Colonoscopy is a medical procedure of examining the inside of a patient’s colon and rectum. Often considered as an outpatient procedure, physicians usually prescribe this procedure to assess the symptoms of rectal bleeding, bowel habit changes and abdominal pain of a patient. This is also instrumental for screening of colorectal cancer screening.
Before The Procedure
Prior to a colonoscopy procedure, the patient needs to remind the doctor of any existing medical conditions he may have. These include medication , allergies, heart conditions, pregnancy, lung conditions, etc. The physician will require a restriction of food and fluid intake prior to the procedure. Furthermore, laxatives may be taken by the patient to help clean the colon for a much better colonoscopy procedure.

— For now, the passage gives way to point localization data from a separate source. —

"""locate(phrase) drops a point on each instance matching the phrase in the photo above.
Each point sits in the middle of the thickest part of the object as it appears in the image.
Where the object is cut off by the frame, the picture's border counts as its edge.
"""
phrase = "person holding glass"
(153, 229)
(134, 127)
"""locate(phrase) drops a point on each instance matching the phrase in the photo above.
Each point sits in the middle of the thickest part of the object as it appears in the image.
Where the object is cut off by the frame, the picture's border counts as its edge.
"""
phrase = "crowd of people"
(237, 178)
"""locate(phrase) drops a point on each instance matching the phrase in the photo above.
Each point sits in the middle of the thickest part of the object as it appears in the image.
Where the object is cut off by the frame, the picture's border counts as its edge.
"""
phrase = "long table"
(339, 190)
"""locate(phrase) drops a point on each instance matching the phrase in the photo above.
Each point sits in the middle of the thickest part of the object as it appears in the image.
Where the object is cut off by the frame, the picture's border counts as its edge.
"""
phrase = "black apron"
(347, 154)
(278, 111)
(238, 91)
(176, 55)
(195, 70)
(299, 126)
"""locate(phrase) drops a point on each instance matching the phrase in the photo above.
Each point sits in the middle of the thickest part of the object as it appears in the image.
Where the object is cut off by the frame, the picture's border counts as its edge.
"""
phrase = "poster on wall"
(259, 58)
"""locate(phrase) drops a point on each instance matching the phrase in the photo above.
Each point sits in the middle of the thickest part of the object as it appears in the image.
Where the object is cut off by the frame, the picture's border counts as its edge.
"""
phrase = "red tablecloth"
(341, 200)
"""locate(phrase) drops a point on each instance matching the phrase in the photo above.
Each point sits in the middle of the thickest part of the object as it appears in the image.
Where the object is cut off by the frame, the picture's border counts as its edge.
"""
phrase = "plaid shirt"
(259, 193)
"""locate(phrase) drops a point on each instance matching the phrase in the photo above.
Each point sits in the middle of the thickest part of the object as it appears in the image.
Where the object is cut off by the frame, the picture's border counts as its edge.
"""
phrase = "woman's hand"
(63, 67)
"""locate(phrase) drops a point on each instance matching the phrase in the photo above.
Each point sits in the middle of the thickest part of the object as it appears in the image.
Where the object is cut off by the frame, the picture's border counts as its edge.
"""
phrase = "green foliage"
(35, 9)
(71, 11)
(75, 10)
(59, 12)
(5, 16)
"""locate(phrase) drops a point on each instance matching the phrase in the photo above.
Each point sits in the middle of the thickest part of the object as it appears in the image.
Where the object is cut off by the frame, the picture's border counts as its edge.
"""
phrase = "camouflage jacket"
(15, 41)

Two enemas can be performed by the patient on himself or by the doctor as well. An enema can fully clean the colon making the colon walls easily visible during the procedure. Prior to going to the doctor’s office for the procedure, you need to have someone drive you to and from the hospital after the procedure. Sedatives are usually administered during the procedure and they take effect for 8 hours or more.
An experienced physician will need to perform the colonoscopy procedure which may last for between half an hour to a full hour. As mentioned before, sedatives will be given before the procedure starts leaving you calm, relaxed but drowsy. The doctor will use a colonoscope, a pliable tube-shaped and long instrument more than an inch in diameter. This instrument will send back images of your colon walls to see if any abnormal build exists. You may lie on the operating table on your left side.
The colonoscope is inserted into the rectum and slowly goes forward to your large intestine. The flexibility of the colonoscope enables it to be maneuvered easily into the colon. When it reaches the colon, the colonoscope will blow air to expand the colon for the physician to get a better view of the organ. You may feel some mild cramping setting in your body during the procedure. When this occurs, breathe slowly and deeply to lessen the cramping sensations. After the procedure, the colonoscope is slowly withdrawn from the body.
After The Procedure
After the whole procedure is performed, you will be wheeled out of the operating room into a recovery room for close monitoring for about half an hour. You may still feel some cramping and feel that you have gas in your body. Often these sensations are gone within minutes. After the procedure, you can go back to eating a normal diet. You need to assiduously take note of discharge instructions. Your doctor may let you temporarily stop taking certain medicines for a certain amount of time.